Jamaica, West Indies

I’ll be attending a wedding in Kingston, Ja. in June (wew! HOT!). Preliminary web searches are not returning much info on whitewater or sea kayaking there. This seems odd to me.

They get a ton of rain and they have mountains. There’s got to be whitewater there.

A few places rent sea kayaks, notably in Treasure Beach. I was hoping to put together a multi-day, point-to-point trip, but the challenges of organizing, from afar, such a trip seem daunting.

I’d appreciate hearing about paddling resources in Jamaica if you know of any. I’ll be flying there, so I’ll be boatless.

~~Chip Walsh

I was in Jamaica about one year ago; we stayed at a resort in Ocho Rios. Our paddling was limited to short excursions off the beach in the resort’s SOT kayaks and a day-trip to float the Martha Brae River on a bamboo raft.

We did go up into the Blue Mtns., but for a bike ride, not paddling. Although I can’t say that I recalled seeing all that many decent looking rivers along the way. In fact, I can’t think of one. The only river I remember seeing that had enough volume for a boat was choked with vegetation, old downed trees, etc. In most places the water seems to run down the mountains in numerous small springs, versus coming together in a major river.

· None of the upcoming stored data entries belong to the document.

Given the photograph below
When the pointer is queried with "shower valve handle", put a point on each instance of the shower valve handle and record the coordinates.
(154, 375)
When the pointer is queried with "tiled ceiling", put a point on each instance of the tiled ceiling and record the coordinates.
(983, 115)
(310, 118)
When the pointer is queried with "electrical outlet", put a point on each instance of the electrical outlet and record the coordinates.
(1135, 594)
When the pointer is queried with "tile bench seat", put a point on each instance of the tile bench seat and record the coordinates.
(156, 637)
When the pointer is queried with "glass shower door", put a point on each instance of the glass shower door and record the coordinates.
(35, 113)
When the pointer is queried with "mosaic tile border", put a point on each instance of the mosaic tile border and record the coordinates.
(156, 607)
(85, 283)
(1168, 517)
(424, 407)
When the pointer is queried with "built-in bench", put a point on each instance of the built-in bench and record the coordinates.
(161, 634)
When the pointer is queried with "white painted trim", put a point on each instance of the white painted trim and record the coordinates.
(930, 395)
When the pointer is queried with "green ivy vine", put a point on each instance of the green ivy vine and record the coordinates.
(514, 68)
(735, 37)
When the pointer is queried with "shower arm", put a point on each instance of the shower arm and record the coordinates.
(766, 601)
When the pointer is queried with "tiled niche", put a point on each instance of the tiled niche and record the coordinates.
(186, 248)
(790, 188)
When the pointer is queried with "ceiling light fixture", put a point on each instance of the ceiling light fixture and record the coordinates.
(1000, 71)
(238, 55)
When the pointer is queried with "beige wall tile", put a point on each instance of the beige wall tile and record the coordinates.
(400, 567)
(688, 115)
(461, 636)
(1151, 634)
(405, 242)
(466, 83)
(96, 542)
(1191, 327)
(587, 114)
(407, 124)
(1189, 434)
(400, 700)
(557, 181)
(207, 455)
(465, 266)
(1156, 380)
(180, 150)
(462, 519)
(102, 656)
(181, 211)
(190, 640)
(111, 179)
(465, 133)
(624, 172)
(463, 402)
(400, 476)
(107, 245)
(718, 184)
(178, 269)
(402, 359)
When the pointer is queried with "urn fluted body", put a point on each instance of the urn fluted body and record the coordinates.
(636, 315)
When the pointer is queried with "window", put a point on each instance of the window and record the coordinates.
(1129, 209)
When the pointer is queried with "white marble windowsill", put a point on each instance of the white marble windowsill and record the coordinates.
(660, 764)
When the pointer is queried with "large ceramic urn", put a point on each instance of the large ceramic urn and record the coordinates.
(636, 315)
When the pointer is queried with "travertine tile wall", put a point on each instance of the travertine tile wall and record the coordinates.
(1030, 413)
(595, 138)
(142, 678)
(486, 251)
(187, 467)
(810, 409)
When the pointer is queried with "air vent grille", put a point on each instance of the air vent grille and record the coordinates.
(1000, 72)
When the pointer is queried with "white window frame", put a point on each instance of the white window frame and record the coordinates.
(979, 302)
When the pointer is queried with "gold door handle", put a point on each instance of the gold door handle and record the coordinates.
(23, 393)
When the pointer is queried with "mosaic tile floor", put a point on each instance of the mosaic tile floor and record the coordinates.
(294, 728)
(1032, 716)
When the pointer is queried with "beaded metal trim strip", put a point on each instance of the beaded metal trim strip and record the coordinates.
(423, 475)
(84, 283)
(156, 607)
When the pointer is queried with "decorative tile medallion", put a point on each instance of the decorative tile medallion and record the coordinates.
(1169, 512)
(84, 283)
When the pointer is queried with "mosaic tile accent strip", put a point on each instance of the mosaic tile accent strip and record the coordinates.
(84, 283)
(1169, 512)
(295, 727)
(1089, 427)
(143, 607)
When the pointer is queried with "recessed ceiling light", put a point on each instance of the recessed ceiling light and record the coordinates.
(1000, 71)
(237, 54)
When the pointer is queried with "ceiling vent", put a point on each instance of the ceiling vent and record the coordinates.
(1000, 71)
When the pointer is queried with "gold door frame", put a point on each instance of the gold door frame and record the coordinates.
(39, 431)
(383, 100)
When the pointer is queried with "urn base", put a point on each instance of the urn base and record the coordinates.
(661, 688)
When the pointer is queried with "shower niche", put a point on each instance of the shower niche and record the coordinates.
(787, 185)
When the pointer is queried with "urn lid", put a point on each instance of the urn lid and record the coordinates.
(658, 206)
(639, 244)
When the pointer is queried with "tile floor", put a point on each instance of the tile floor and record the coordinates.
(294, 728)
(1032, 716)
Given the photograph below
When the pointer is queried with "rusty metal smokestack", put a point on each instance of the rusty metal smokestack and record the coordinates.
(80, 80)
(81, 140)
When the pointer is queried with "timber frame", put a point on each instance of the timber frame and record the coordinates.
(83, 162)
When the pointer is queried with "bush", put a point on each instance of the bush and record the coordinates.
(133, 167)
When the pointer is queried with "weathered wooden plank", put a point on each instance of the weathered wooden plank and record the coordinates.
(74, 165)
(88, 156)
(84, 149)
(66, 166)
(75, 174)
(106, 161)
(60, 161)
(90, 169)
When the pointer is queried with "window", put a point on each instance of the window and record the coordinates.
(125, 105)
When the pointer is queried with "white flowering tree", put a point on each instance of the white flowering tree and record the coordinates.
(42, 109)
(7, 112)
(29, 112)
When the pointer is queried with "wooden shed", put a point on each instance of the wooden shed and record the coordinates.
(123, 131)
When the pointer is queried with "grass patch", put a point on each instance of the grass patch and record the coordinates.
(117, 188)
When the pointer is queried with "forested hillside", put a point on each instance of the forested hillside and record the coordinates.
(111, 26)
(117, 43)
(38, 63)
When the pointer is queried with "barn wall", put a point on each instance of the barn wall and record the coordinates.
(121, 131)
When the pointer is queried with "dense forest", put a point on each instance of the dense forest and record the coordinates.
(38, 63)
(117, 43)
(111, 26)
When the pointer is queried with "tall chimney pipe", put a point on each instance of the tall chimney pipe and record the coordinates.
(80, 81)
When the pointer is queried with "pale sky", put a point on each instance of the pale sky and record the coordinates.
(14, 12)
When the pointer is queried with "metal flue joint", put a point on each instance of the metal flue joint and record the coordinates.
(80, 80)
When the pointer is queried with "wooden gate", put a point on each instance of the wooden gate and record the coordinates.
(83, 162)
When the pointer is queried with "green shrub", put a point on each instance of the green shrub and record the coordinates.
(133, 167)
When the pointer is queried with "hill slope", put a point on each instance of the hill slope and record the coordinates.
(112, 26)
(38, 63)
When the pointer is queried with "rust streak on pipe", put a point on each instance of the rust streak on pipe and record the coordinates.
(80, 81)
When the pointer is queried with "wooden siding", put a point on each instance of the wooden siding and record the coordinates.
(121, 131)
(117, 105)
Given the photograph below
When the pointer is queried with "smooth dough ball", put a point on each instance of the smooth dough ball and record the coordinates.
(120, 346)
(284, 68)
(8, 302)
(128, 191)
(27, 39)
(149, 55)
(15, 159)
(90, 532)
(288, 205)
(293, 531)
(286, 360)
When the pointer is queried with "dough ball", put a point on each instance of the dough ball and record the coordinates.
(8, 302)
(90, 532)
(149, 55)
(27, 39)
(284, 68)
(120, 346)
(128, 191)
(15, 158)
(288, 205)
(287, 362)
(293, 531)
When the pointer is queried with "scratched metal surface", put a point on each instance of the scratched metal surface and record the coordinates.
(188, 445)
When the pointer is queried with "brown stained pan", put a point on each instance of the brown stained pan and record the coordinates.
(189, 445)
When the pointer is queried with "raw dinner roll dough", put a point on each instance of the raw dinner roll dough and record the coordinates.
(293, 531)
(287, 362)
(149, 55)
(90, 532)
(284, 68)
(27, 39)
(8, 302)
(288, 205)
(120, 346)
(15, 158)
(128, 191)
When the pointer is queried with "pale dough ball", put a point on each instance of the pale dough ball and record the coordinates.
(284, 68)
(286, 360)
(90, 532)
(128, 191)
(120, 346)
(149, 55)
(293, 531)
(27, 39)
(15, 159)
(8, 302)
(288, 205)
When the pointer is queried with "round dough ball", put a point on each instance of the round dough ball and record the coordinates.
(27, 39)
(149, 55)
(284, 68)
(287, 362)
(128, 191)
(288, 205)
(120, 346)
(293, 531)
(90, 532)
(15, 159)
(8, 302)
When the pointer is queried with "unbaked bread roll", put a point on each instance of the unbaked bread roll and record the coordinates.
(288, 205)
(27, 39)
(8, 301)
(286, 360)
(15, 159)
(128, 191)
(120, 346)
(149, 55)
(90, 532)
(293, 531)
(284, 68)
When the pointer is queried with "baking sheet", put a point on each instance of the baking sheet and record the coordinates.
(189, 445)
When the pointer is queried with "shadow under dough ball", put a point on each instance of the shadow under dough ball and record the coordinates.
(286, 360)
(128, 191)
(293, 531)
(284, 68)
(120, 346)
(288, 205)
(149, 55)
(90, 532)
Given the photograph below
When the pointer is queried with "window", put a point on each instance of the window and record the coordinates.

But after having seen a fair bit of Jamaica, I may be a little hesitant to travel the interior solo. The non-tourist towns looked pretty rough, and there’s a lot of poverty in the countryside.

I think your best bet may be to rent a sea kayak and hop down the shoreline, maybe from hotel to hotel or something. Of course, you’d have to call ahead to likely destinations and see if that would work logistically. OR, stay at a nice resort with comp. kayaks and take long day trips up and down the shoreline from there.

Sorry I couldn’t answer your questions directly; hope this helped somewhat.

Non-tourist areas
I know what you mean about the non-tourist areas. The people are poor and the areas look rough, although I think for the most part the people are very warm and non-threatening.

But I felt helpless to understand much of what these folks say, and they say it in fairly animated tones. Especially the people who come up to you plying some sort of hustle, even if it is just selling coconuts. I understand my Jamaican friends okay, but that’s only because they are trying to make themselves understood to me. When they talked to the locals, they revert to islander-to-islander jargon & dialect, and I could only catch a few words.

That’s why I think it would be hard to lay out a point-to-point trip. I imagine myself stopping on a beach and having locals come up. I wouldn’t know if they were telling me “don’t stop here,” “want to buy a lobster,” or “mon, that’s a crazy looking boat, mon!” That’d intimidate me. And I doubt they have parks / campgrounds such as we are used to in the states.

Thanks for the idea of hotel to hotel. Duh, it never occurred to me.

On a drive between Kingston and Ocho Rios I remember seeing locals washing laundry in a river that looked boatable. I would feel sort of conspicuous paddling (playing) in a river where people are doing laundry (working + poverty). Maybe that’s why there’s not more of it. Don’t wanna bum out the tourists.


I went to the Sandals Ocho Rios resort with my wife on our honeymoon in 1994.

The resort had Ocean Kayak doubles. We had fun paddling them along the coast for relatively short trips. Most of the beaches near us were privately owned by hotels and they were guarded. We didn’t even consider landing.

The other issue is wind. It seemed like it was always quite windy. We would be sure to start early and paddle into the wind going out, so we would have the wind at our back coming in.

Lots of fun, but just fun little outings.

the “jargon” is called…
patois, the unofficial but commonly used language among locals. And, yes, they are probably talking about you when using it.

As far as river yakking, this would take considerable effort to plan & would certainly infringe on river dwellers & the bamboo raft guides who make their living giving tourists the “Errol Flynn experience.” We did this on the Martha Brae & saw more of those rafts than you could imagine…it’s quite a tourist draw & I’m not sure how gracious they would be to sharing the river with kayak traffic. Also, with few decent roads accessing the upper reaches of these rivers, getting the yaks upstream would be difficult (the rafts are poled up).

I’ll bet the property-to-property idea would be easier to arrange, especially if staying at a multi-location property like Sandals. For example, you could paddle from Ocho Rios to Dunn’s River & then from there to Montego Bay. Or you could resort-hop along Negril’s seven-mile beach.

Enroute, I would be very cautious leaving the yak unattended at other than a private resort. And be sure to give the cruise ships the right-of-way!